In this post, we will explore how to create and manage Azure Automation runbooks.

Creating an Automation Account

Set up Azure Automation:

# Create Automation Account
az automation account create \
    --resource-group rg-automation \
    --name automation-account-prod \
    --location eastus \
    --sku Basic

# Enable System Assigned Managed Identity
az automation account update \
    --resource-group rg-automation \
    --name automation-account-prod \
    --assign-identity

# Grant permissions to Managed Identity
IDENTITY_ID=$(az automation account show \
    --resource-group rg-automation \
    --name automation-account-prod \
    --query identity.principalId -o tsv)

az role assignment create \
    --assignee $IDENTITY_ID \
    --role "Contributor" \
    --scope /subscriptions/$SUBSCRIPTION_ID

PowerShell Runbook Example

Create a runbook for VM management:

# Runbook: Start-StopVMsByTag.ps1
<#
.SYNOPSIS
    Start or stop VMs based on tags

.DESCRIPTION
    This runbook starts or stops Azure VMs that have specific tags.
    Commonly used for cost optimization by shutting down dev/test VMs after hours.

.PARAMETER Action
    Either "Start" or "Stop"

.PARAMETER TagName
    The tag name to filter VMs

.PARAMETER TagValue
    The tag value to match
#>

param(
    [Parameter(Mandatory=$true)]
    [ValidateSet("Start", "Stop")]
    [string]$Action,

    [Parameter(Mandatory=$true)]
    [string]$TagName,

    [Parameter(Mandatory=$true)]
    [string]$TagValue
)

# Connect using Managed Identity
try {
    Connect-AzAccount -Identity
    Write-Output "Successfully authenticated using Managed Identity"
}
catch {
    Write-Error "Failed to authenticate: $_"
    throw
}

# Get all VMs with the specified tag
$vms = Get-AzVM | Where-Object {
    $_.Tags[$TagName] -eq $TagValue
}

Write-Output "Found $($vms.Count) VMs with tag $TagName = $TagValue"

# Process each VM
$results = @()
foreach ($vm in $vms) {
    $vmName = $vm.Name
    $resourceGroup = $vm.ResourceGroupName

    Write-Output "Processing VM: $vmName in $resourceGroup"

    try {
        if ($Action -eq "Start") {
            $result = Start-AzVM -Name $vmName -ResourceGroupName $resourceGroup -NoWait
            $status = "Starting"
        }
        else {
            $result = Stop-AzVM -Name $vmName -ResourceGroupName $resourceGroup -Force -NoWait
            $status = "Stopping"
        }

        $results += [PSCustomObject]@{
            VMName = $vmName
            ResourceGroup = $resourceGroup
            Action = $Action
            Status = $status
            Success = $true
        }

        Write-Output "$Action initiated for $vmName"
    }
    catch {
        $results += [PSCustomObject]@{
            VMName = $vmName
            ResourceGroup = $resourceGroup
            Action = $Action
            Status = "Failed: $_"
            Success = $false
        }

        Write-Warning "Failed to $Action VM $vmName : $_"
    }
}

# Output summary
Write-Output "`nSummary:"
Write-Output "========="
$results | Format-Table -AutoSize

# Return results
return $results

Python Runbook Example

Create a Python runbook for resource cleanup:

#!/usr/bin/env python3
"""
Runbook: cleanup_unused_resources.py
Description: Clean up unused Azure resources to reduce costs
"""

import automationassets
from azure.identity import ManagedIdentityCredential
from azure.mgmt.compute import ComputeManagementClient
from azure.mgmt.network import NetworkManagementClient
from azure.mgmt.resource import ResourceManagementClient
from datetime import datetime, timedelta
import json

def get_automation_variable(name):
    """Get automation variable."""
    return automationassets.get_automation_variable(name)

def main():
    # Get subscription ID from automation variable
    subscription_id = get_automation_variable("SubscriptionId")

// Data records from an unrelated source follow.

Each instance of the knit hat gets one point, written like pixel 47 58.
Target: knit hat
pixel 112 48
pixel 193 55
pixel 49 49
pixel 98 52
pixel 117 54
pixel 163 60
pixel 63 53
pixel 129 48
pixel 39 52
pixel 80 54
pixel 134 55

    # Authenticate using Managed Identity
    credential = ManagedIdentityCredential()

    # Initialize clients
    compute_client = ComputeManagementClient(credential, subscription_id)
    network_client = NetworkManagementClient(credential, subscription_id)

    cleanup_results = {
        "unattached_disks": [],
        "unused_nics": [],
        "unused_public_ips": [],
        "empty_resource_groups": []
    }

    # Find unattached managed disks
    print("Checking for unattached managed disks...")
    disks = compute_client.disks.list()
    for disk in disks:
        if disk.disk_state == "Unattached":
            # Check if disk has been unattached for more than 30 days
            if disk.time_created < datetime.now(disk.time_created.tzinfo) - timedelta(days=30):
                cleanup_results["unattached_disks"].append({
                    "name": disk.name,
                    "resource_group": disk.id.split("/")[4],
                    "size_gb": disk.disk_size_gb,
                    "created": disk.time_created.isoformat()
                })
                print(f"  Found unattached disk: {disk.name}")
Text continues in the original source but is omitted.